Secret SQL Escape Characters
I learned of an evil SQL escape sequence today, in the context of a data migration script. The script moves data from one database to another, but the schema changes between databases, so you can’t use BCP. As such, the script needs to ensure that it does not modify any of the database content.
The script works well, and it creates insert statements based on the values and the content of the old data. In the VALUES clause, the script single-quotes the data, and then escapes out any single quotes in the data. According to best practices (and all of the documentation I can find,) that is enough to neutralize any SQL string.

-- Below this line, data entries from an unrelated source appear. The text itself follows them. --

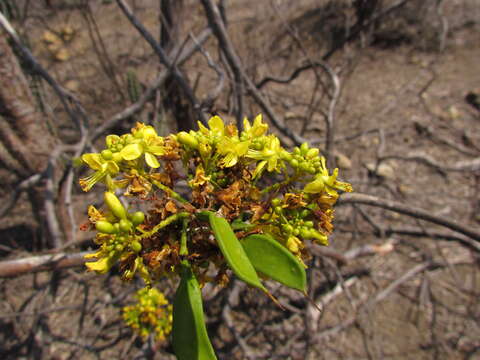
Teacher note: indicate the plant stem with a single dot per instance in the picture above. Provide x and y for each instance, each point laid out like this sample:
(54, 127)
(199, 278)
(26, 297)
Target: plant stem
(169, 191)
(164, 223)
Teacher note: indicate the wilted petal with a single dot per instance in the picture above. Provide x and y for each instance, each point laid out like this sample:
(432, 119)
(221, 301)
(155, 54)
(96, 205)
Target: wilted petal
(151, 160)
(131, 152)
(93, 160)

INSERT INTO MyTable ([Column1], [Column2])
VALUES (‘Value '’ 1', ‘Value 2’)
But it turns out there were backslash characters getting randomly dropped in the content we were migrating.
After some research, it turns out that only backslash characters before newlines get erased. If you want to include backslash followed by a <cr><lf>, you have to do give the sequence: \\<cr><lf><cr><lf>. Newlines seem to be the only characters that cause a backslash to become a special character – and the only place I can find that mentions it is http://support.microsoft.com/kb/164291.
As far as I can tell, this must be a relic from ‘Embedded SQL for C and SQL Server’ days: http://msdn2.microsoft.com/En-US/library/aa225198(sql.80).aspx
EXEC SQL INSERT INTO TEXT132 VALUES (‘TEST 192 IS THE TEST FOR THE R\
ULE OF THE CONTINUATION OF LINES FROM ONE LINE TO THE NEXT LINE.');
So, now you know – escaping single quotes isn’t enough to neutralize a SQL string. (And it should be pointed out that you should use SQLCommand and prepared statements whenever possible. In this case, it’s not possible :) )